层规范化和批量规范化的目标相同,但层规范化是基于特征维度进行规范化。尽管批量规范化在计算机视觉中被广泛应用,但在自然语言处理任务中(输入通常是变长序列)批量规范化通常不如层规范化的效果好。

以下代码对比不同维度的层规范化和批量规范化的效果。

详解可参考:
【1】https://blog.csdn.net/hao1994121/article/details/85171610
【2】https://zhuanlan.zhihu.com/p/289384231?utm_source=wechat_session
【3】https://www.cnblogs.com/gczr/p/12597344.html

ln = nn.LayerNorm(2)
bn = nn.BatchNorm1d(2)
X = torch.tensor([[1, 2], [2, 3], [3, 4]], dtype=torch.float32)
# 在训练模式下计算X的均值和方差
print('layer norm:', ln(X), '\nbatch norm:', bn(X))
class AddNorm(nn.Module):
    """残差连接后进行层规范化"""
    def __init__(self, normalized_shape, dropout, **kwargs):
        super(AddNorm, self).__init__(**kwargs)
        self.dropout = nn.Dropout(dropout)
        self.ln = nn.LayerNorm(normalized_shape)
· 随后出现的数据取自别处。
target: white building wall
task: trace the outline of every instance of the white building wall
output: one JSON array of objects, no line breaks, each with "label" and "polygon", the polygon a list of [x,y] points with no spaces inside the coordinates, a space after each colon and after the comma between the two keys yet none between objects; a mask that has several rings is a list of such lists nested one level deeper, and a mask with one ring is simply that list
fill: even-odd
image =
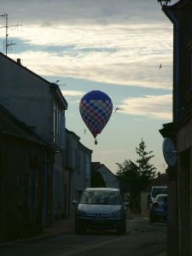
[{"label": "white building wall", "polygon": [[[0,55],[0,103],[45,141],[51,134],[49,83]],[[9,72],[11,71],[11,73]]]},{"label": "white building wall", "polygon": [[119,189],[119,183],[117,177],[104,165],[102,165],[96,172],[99,172],[108,188]]}]

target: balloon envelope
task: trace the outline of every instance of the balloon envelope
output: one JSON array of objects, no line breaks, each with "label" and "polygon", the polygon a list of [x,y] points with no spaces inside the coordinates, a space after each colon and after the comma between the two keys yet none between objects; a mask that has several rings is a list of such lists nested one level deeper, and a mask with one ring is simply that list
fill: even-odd
[{"label": "balloon envelope", "polygon": [[101,90],[91,90],[80,101],[79,111],[83,120],[94,137],[101,133],[111,117],[113,103]]}]

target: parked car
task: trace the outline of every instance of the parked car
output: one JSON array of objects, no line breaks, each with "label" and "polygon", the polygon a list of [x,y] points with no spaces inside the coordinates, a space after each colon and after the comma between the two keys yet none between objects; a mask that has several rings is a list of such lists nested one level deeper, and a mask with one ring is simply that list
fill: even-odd
[{"label": "parked car", "polygon": [[126,207],[119,189],[110,188],[88,188],[82,193],[75,213],[75,232],[86,230],[117,230],[126,232]]},{"label": "parked car", "polygon": [[167,195],[167,186],[153,186],[151,188],[150,201],[151,203],[155,201],[158,195]]},{"label": "parked car", "polygon": [[167,194],[158,195],[150,207],[149,220],[150,223],[165,221],[164,203],[167,199]]}]

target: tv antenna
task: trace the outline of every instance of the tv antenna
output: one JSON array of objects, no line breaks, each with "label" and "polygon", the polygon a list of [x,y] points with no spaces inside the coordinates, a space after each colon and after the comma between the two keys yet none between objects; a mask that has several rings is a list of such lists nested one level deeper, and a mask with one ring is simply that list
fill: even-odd
[{"label": "tv antenna", "polygon": [[1,26],[0,28],[5,27],[5,40],[3,42],[3,45],[4,45],[4,48],[5,48],[5,54],[6,54],[6,56],[7,56],[9,48],[10,48],[10,49],[12,49],[11,46],[16,44],[13,44],[12,41],[8,39],[8,37],[9,37],[8,28],[11,27],[11,26],[22,26],[22,25],[21,24],[16,24],[16,25],[9,26],[8,25],[8,14],[3,14],[0,16],[3,17],[5,19],[5,26]]}]

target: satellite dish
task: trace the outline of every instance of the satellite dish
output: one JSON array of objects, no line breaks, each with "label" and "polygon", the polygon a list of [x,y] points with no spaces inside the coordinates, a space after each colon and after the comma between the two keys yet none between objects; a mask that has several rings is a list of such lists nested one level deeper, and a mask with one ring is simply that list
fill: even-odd
[{"label": "satellite dish", "polygon": [[166,137],[163,141],[163,155],[169,166],[174,166],[177,161],[177,153],[173,142]]}]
    def forward(self, X, Y):
        return self.ln(self.dropout(Y) + X)
add_norm = AddNorm([3, 4], 0.5)
add_norm.eval()
add_norm(torch.ones((2, 3, 4)), torch.ones((2, 3, 4))).shape
(5)编码器

transformer的编码器不改变输入的形状。一个编码器有若干个编码块组成。

#Transformer 编码块
class EncoderBlock(nn.Module):
    """transformer编码器块"""
    def __init__(self, key_size, query_size, value_size, num_hiddens,
                 norm_shape, ffn_num_input, ffn_num_hiddens, num_heads,
                 dropout, use_bias=False, **kwargs):
        super(EncoderBlock, self).__init__(**kwargs)
        # 使用多头缩放点积注意力机制
        self.attention = d2l.MultiHeadAttention(
            key_size, query_size, value_size, num_hiddens, num_heads, dropout,use_bias)
        self.addnorm1 = AddNorm(norm_shape, dropout)
        self.ffn = PositionWiseFFN(
            ffn_num_input, ffn_num_hiddens, num_hiddens)
        self.addnorm2 = AddNorm(norm_shape, dropout)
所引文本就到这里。